It captures everything people love about the area: the literary history – Ted Hughes and Sylvia Plath’s wedding night residence is just across the street – and the melting pot community feel of the area. As Maggie puts it: “We are in the middle of a complete social mix”. She clearly cherishes the community spirit, telling me that “it’s rather lovely being in with other independent traders who have been long established.” Maggie is an active member of this community; her Instagram account is full of photos of her fellow local businesses and archival images of the area that she has sourced and shared in an effort to continue the legacy of Bloomsbury and to celebrate its history. Given her involvement, it’s no surprise that she is fondly referred to by many as the “Queen of Lamb’s Conduit”; such is her presence within the village-like community. “You wonder why, over time, so many creative people gravitated to this area. From the original Bloomsbury Group, back to Charles Dickens, and even earlier, Thomas Coram. All of these guys, Handel even – Messiah was performed just down the road – or Jacob Epstein’s studio on Lamb’s Conduit Street. All of these people who came to live and work here.”
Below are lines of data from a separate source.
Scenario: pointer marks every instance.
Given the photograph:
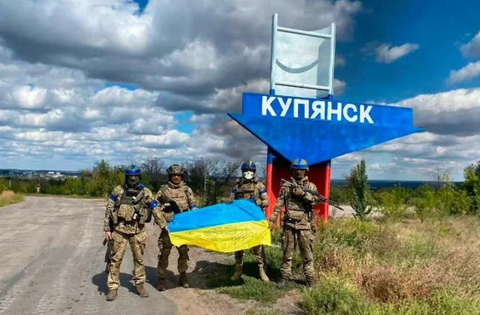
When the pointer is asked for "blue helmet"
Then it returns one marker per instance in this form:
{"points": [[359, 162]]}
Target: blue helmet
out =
{"points": [[133, 170], [299, 164], [249, 166]]}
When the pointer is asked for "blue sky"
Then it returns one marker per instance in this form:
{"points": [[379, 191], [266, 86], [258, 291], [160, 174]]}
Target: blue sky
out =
{"points": [[436, 26]]}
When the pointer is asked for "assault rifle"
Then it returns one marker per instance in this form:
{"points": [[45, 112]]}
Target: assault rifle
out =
{"points": [[108, 254], [317, 194]]}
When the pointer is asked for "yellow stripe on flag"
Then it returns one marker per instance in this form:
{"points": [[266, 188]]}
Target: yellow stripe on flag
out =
{"points": [[225, 238]]}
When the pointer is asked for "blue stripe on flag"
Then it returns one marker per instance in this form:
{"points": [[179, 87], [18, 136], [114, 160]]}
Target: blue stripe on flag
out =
{"points": [[238, 211]]}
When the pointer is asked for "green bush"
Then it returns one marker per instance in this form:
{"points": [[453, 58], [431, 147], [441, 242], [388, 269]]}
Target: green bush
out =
{"points": [[424, 202], [360, 197], [393, 203], [336, 296], [453, 201]]}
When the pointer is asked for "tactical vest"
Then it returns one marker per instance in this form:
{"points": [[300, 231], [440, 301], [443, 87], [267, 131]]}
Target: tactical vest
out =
{"points": [[130, 207], [179, 195], [295, 207]]}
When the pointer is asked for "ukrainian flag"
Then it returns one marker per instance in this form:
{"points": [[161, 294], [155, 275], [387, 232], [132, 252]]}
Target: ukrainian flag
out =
{"points": [[222, 227]]}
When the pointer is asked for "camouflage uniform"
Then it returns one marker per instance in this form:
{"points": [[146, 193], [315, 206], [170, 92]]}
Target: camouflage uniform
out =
{"points": [[185, 199], [129, 227], [253, 189], [298, 225]]}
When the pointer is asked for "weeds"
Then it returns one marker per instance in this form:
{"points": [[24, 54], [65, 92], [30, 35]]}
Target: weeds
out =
{"points": [[8, 197]]}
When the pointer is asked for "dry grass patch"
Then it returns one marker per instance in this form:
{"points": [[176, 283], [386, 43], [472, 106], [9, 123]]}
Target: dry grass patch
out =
{"points": [[8, 197]]}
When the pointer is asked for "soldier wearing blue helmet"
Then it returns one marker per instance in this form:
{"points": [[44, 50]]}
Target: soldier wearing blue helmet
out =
{"points": [[129, 207], [297, 221], [250, 187], [174, 197]]}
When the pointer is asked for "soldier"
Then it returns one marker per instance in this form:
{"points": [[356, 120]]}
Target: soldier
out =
{"points": [[250, 187], [174, 197], [298, 222], [129, 207]]}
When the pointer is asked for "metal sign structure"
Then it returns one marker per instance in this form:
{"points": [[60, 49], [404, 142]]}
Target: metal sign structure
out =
{"points": [[300, 119]]}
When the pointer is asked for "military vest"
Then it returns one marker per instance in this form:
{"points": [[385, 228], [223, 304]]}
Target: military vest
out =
{"points": [[179, 195], [130, 207], [296, 209]]}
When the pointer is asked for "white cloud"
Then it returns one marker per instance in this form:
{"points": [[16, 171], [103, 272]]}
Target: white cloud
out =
{"points": [[388, 54], [472, 48], [467, 73], [339, 87]]}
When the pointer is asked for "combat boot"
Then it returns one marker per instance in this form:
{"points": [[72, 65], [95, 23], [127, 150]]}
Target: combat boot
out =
{"points": [[238, 272], [162, 284], [263, 275], [141, 290], [112, 295], [184, 280]]}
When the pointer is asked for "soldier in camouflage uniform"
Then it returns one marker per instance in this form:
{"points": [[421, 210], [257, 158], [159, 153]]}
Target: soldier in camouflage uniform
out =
{"points": [[250, 187], [182, 195], [129, 207], [298, 221]]}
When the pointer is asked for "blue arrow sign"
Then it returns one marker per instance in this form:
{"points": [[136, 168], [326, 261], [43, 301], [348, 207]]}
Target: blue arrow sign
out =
{"points": [[318, 129]]}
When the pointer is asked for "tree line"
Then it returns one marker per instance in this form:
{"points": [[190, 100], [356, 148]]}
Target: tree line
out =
{"points": [[211, 180]]}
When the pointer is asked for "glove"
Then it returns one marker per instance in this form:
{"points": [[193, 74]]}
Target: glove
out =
{"points": [[271, 225], [298, 191], [168, 216]]}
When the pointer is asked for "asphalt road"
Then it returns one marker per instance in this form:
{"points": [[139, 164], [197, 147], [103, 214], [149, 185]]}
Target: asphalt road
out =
{"points": [[51, 262]]}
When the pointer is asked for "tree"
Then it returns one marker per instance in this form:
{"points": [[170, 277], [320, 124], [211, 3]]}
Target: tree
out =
{"points": [[155, 170], [440, 174], [472, 184], [360, 199]]}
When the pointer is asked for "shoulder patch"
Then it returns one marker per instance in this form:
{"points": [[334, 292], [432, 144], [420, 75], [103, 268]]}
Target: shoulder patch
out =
{"points": [[118, 190]]}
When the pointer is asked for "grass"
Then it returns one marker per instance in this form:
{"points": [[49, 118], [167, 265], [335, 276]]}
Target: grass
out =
{"points": [[400, 268], [8, 197]]}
Part of the reason people continue to visit, live, and work in Bloomsbury is because that history is still palpable in the streets and buildings, and independent businesses with unique personalities are a huge part of that. As Maggie writes on her website: “Bloomsbury is still at the forefront of artistic and cultural innovation – it’s as vibrant, dynamic and creative as it has ever been.” Although the area has seen some necessary improvements over the years, it has maintained its individuality. She observes that “the area has probably become a bit grander, a bit smarter, but it hasn’t become sterile as has happened to large swathes of London. We haven’t become anaesthetised. It still has its rough edges.”
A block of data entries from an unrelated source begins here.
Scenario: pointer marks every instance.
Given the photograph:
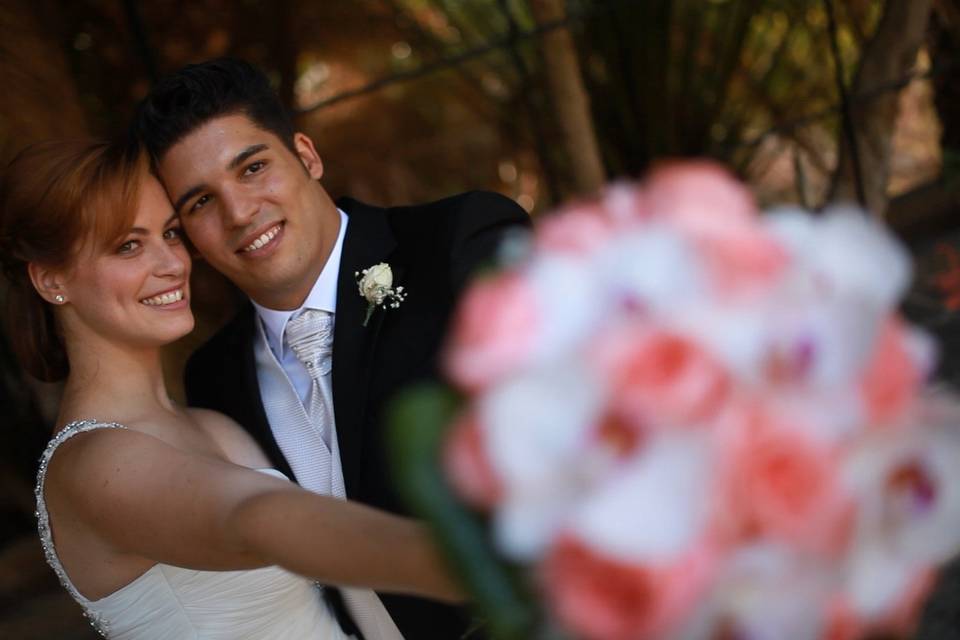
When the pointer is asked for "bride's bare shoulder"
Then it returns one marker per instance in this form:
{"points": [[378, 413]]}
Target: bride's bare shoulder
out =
{"points": [[239, 447]]}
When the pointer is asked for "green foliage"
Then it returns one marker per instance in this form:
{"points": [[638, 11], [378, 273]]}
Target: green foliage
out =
{"points": [[418, 420]]}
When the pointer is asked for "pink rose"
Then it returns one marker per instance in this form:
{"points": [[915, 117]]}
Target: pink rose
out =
{"points": [[493, 331], [844, 622], [660, 377], [603, 598], [777, 481], [579, 230], [467, 465], [698, 195], [719, 215], [892, 376]]}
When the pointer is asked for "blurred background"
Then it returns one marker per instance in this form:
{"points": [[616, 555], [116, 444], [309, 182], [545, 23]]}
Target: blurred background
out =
{"points": [[809, 101]]}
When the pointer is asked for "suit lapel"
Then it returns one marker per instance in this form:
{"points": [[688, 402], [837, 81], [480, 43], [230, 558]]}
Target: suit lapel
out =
{"points": [[248, 407], [367, 242]]}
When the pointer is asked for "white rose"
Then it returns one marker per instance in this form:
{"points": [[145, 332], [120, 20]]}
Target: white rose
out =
{"points": [[376, 282]]}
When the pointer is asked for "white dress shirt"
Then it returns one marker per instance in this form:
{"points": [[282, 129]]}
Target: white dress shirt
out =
{"points": [[322, 296]]}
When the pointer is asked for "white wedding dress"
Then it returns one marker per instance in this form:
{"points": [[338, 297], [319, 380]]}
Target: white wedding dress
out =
{"points": [[173, 603]]}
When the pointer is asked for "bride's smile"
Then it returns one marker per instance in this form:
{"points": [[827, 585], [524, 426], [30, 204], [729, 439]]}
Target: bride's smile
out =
{"points": [[116, 288]]}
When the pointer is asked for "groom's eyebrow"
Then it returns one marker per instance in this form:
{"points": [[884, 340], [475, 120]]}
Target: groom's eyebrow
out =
{"points": [[233, 164], [246, 153]]}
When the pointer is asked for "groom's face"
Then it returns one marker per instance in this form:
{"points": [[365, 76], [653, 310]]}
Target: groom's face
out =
{"points": [[252, 207]]}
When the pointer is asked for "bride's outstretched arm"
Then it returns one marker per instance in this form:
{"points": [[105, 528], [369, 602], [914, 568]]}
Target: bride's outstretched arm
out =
{"points": [[144, 497]]}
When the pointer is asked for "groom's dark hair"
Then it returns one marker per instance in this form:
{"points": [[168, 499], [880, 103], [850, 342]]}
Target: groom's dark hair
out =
{"points": [[197, 93]]}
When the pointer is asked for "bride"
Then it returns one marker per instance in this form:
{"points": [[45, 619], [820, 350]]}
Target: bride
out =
{"points": [[163, 521]]}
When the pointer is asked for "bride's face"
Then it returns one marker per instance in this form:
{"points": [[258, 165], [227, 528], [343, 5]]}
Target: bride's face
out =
{"points": [[136, 289]]}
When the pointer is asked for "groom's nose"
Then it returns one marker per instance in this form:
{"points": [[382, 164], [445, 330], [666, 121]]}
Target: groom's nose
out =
{"points": [[239, 207]]}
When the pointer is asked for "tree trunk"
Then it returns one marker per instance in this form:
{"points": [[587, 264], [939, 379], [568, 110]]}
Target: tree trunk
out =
{"points": [[890, 54], [40, 99], [569, 97]]}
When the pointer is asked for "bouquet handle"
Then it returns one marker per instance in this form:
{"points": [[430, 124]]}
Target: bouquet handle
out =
{"points": [[417, 421]]}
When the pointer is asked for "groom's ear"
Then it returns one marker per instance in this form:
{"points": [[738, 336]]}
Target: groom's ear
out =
{"points": [[308, 155]]}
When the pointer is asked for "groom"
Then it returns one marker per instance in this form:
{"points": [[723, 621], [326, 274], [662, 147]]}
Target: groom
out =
{"points": [[245, 185]]}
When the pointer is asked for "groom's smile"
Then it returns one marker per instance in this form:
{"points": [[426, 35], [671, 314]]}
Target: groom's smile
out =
{"points": [[260, 244], [253, 207]]}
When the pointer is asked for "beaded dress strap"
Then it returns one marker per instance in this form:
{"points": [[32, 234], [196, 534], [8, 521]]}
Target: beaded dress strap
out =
{"points": [[43, 517]]}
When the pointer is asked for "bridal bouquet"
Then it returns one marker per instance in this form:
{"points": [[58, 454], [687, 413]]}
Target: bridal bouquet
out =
{"points": [[684, 419]]}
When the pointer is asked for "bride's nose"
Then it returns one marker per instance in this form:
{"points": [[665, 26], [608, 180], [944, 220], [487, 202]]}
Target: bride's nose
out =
{"points": [[171, 261]]}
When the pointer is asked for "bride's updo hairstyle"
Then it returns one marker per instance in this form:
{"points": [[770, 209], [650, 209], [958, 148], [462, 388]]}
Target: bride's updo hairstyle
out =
{"points": [[58, 201]]}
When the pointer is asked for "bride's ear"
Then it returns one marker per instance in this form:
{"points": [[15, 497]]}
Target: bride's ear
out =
{"points": [[48, 283]]}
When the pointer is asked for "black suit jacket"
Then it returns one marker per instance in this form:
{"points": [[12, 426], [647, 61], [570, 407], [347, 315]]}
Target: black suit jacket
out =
{"points": [[432, 250]]}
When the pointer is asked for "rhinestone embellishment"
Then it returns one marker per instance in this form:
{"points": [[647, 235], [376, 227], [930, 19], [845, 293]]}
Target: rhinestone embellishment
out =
{"points": [[99, 623]]}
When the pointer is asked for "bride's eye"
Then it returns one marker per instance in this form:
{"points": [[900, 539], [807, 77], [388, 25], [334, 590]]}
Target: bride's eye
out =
{"points": [[128, 246]]}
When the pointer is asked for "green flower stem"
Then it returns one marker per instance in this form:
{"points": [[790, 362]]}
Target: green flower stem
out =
{"points": [[418, 420]]}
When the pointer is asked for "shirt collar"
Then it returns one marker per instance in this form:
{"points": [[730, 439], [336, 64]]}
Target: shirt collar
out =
{"points": [[323, 296]]}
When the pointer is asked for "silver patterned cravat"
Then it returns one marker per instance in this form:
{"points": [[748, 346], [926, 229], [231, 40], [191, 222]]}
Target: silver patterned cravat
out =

The designers and accessories that Maggie sells in the shop have all passed under her discerning eye. Much like that first Ferrandis necklace, all of the jewellery “has to fulfil a criteria which is ‘do I like it?’ and I’ll go with that gut instinct. I think once you start analysing and over-analysing you get horribly lost.” When you enter the shop you are struck by how colourful it is, with collections sitting in colour co-ordinated displays to create a rainbow effect in the brightly lit space. The shop is narrow and packed full of treasures, from gem-encrusted bug pendants to Missoni-esque Italian teddy bears, to the special edition poetry books from Faber & Faber, with equally colourful covers, celebrating some of our best-loved poets. Maggie believes she works “with some of the best in the world,” a statement that is difficult to refute when you step inside and are greeted by the vast collection of eye-catching jewels.
Maggie has cultivated a space both for fans of costume jewellery or followers of specific designers and for passers-by stumbling upon a new discovery. Aside from branching out into the online marketplace 7 years ago there are no plans for physical expansion on the cards. As Maggie puts it; “I’m very happy with what I have here. I think that kind of organic growth is fine but I have no ambition to conquer the world. If I was starting out in my 20s I might have a different outlook, but I prefer to be in control of what I do and I think that if you do expand you have to sacrifice that – it does become diluted and it does become somebody else’s vision.” Luckily for those of us who have discovered Maggie Owen London, then, it looks set to remain the jewel in Bloomsbury’s crown.